Волки в погонах (Донской) - страница 70

– А я? – возмутился Громов. – Как прикажешь мне себя вести в этой водевильной ситуации? Смотрины какие-то придумали…

– Почему же сразу смотрины! – содрогнулась от обиды Лариса. – Я просто хотела, чтобы отец с матерью не беспокоились за меня… Чтобы все, как у людей… Чтобы…

Выслушивать плачущую женщину – трудно. Но смотреть на нее, такую жалкую, несчастную, было вообще свыше сил Громова. С чужими смертями он свыкся давно. Мириться же со страданиями близких так и не научился.

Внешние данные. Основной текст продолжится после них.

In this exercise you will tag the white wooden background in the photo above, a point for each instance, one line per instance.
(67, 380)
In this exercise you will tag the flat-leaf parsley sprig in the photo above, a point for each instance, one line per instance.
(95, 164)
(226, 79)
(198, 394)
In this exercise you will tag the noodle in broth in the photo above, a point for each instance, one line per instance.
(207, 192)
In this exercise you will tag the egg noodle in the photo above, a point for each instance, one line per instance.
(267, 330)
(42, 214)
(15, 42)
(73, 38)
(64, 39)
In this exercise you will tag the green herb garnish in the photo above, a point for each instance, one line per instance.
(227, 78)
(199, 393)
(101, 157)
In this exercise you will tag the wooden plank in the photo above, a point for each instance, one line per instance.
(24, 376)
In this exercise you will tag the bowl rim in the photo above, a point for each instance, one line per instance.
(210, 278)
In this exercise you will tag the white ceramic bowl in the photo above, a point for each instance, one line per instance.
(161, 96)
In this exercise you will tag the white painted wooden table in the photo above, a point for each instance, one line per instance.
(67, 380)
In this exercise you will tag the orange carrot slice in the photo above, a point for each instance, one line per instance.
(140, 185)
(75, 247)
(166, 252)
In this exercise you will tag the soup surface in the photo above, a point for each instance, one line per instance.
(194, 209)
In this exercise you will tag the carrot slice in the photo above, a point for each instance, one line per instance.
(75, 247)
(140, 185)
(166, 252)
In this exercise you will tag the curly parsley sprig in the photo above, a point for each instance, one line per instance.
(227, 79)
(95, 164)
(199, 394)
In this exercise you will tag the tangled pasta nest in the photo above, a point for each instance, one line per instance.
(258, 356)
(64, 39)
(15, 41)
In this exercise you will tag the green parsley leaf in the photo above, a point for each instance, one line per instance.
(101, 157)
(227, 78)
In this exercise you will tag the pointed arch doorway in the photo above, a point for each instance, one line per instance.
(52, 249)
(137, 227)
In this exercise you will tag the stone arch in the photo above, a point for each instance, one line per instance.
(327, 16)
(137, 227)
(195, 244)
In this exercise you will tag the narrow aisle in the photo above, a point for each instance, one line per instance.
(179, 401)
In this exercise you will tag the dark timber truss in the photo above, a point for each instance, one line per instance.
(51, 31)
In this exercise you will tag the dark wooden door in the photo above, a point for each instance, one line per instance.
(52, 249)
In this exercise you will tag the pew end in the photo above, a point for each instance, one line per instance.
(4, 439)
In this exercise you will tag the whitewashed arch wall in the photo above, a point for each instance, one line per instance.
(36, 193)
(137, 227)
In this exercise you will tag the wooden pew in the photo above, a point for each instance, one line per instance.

– На сборы тебе ровно пять минут, – бросил он, отвернувшись от рыдающей Ларисы. – Посидишь в машине, пока я переговорю с одним человеком, а дальше – по обстоятельствам.

– Значит, на вокзал поедем вместе? – Она метнулась в комнату с такой скоростью, что слезы на ее щеках сразу обсохли.

– Не знаю.

– Мои, наверное, целую тонну гостинцев везут, – возбужденно прокричала Лариса, нырнув с головой в первое попавшееся под руку платье. – Самим им никак не справиться.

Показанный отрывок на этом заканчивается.